I first read the name of Sir Ernest Shackleton while trudging through the tedium of a fifth grade homework assignment. My father strategically placed on my desk a spread in National Geographic on Shackleton’s famous Imperial Trans-Antarctic Expedition aboard the Endurance. I had never read much of National Geographic, but my dad must have known that I would find this particular feature enthralling. While I don’t remember what I was studying in school at the time, I have never forgotten the way this amazing piece of history immediately captivated me. The epic nature of the quest and the miracle of any leader accomplishing such an incredible feat against such odds with every man surviving — even the young Welsh stowaway, Perce Blackborow — made it seem more of an adventure novel than a historic event.

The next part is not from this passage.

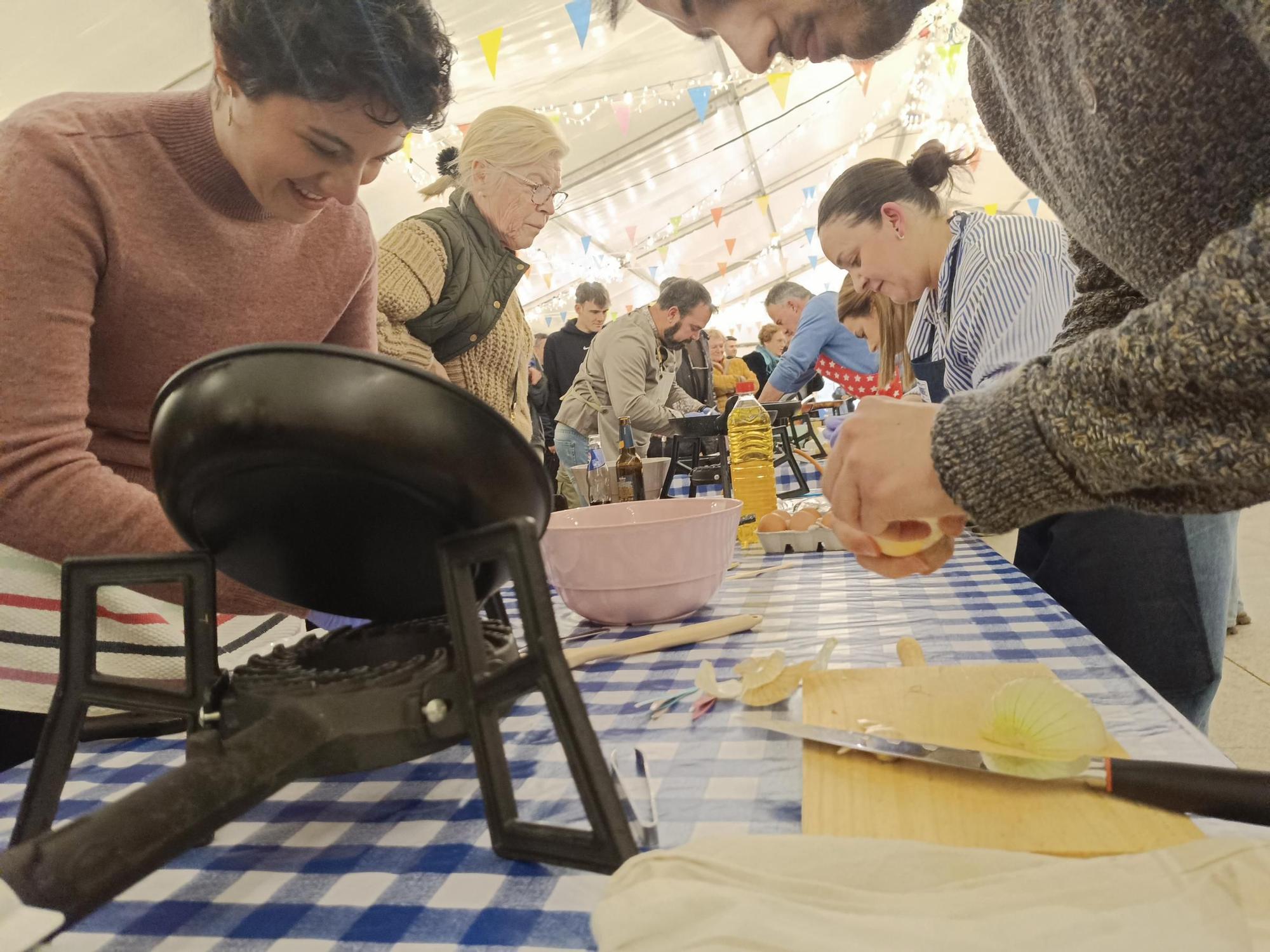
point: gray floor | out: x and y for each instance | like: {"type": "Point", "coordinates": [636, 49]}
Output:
{"type": "Point", "coordinates": [1241, 713]}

Upon picking up Captain Frank Worsley’s firsthand account recently, I found that the enthusiasm I first felt for this tale was by no means ungrounded. In Shackleton’s Boat Journey, Worsley gives a detailed narration of their remarkable survival from the shores of Antarctica to South Georgia, beginning when they reached the edges of the ice floe. Worsley begins his vivid account a few days before they were able to launch the three life boats for Elephant Island, five months after the Endurance was crushed by ice and subsequently sank.
I expected a rather dry sailor’s account primarily consisting of longitudes, latitudes, and nautical miles. On the contrary, Worsley depicts with descriptive flair all of the characters with whom he journeyed and recalls the many jokes that kept their spirits alive. He also frequently waxes poetic in his descriptions of the scenery surrounding them, even including the hurricane that struck them just as they were about to land in South Georgia:
“The ocean was everywhere covered by a gauzy tracery of foam with lines of yeasty froth, save where boiling white masses of breaking seas had left their mark on an acre of the surface. On each sea the boat swept upward till she heeled before the droning fury of the hurricane, then fell staggering into the hollow, almost becalmed. Each sea, as it swept us closer in, galloped madly with increasing fury for the opposing cliffs, glaciers and rocky points. It seemed but a few moments till it was thundering on the coast beneath icy uplands, great snow-clad peaks and cloud-piercing crags. It was the most awe-inspiring and dangerous position any of us had ever been in. It looked as though we were doomed — past the skill of man to save.”
It is well known that without Worsley’s exceptional navigation skills (using nothing but a compass, a chronometer, and the stars) the group never would have made it from the ice to Elephant Island, not to mention the 800-mile open-boat voyage that Shackleton, Worsley, and four others then undertook to South Georgia aboard the lifeboat the James Caird. From his genuinely humble point of view, however, Worsley did nothing more extraordinary than the other men on the expedition.
By the time Worsley published his account, Shackleton had succumbed to a heart attack. Many men would have taken the opportunity to publish an inflated memoir of their personal superior wisdom during the journey, taking perhaps quite a bit more credit than their proper due. Worsley in every situation defers to Shackleton’s judgment, even when they disagreed. His respect and veneration for his “Boss” is a high testament to the man and leader Shackleton was. Worsley tells of countless situations where Shackleton, as the expedition leader and commander, willingly put his life on the line for the survival of the other men. He even gave up his warm, insulated boots to a comrade who was staying behind before he, Worsley, and another crossed the deep snow-drifts of the Allardyce Mountain Range of South Georgia to reach civilization and thus deliverance, breaking the trail through deep snow for his two companions throughout their entire trek. Worsley notes, “How Sir Ernest avoided frost-bite, wearing leather boots, is a mystery … Responding to Shackleton’s unselfishness, teamwork was pulling us through.”
Worsley adds, “Looking back on this great boat journey, it seems certain that some of our men would have succumbed to the terrible protracted strain but for Shackleton … He seemed to keep a mental finger on each man’s pulse. If he noted one with signs of the strain telling on him he would order hot milk and soon all would be swallowing the scalding life-giving drink to the especial benefit of the man, all unaware, for whom it had been ordered.”
This book is now an all-time favorite of mine. I strongly recommend it for anyone who enjoys a wild adventure of survival, comradery, and miracles. The most incredible part of this book is that it is all true.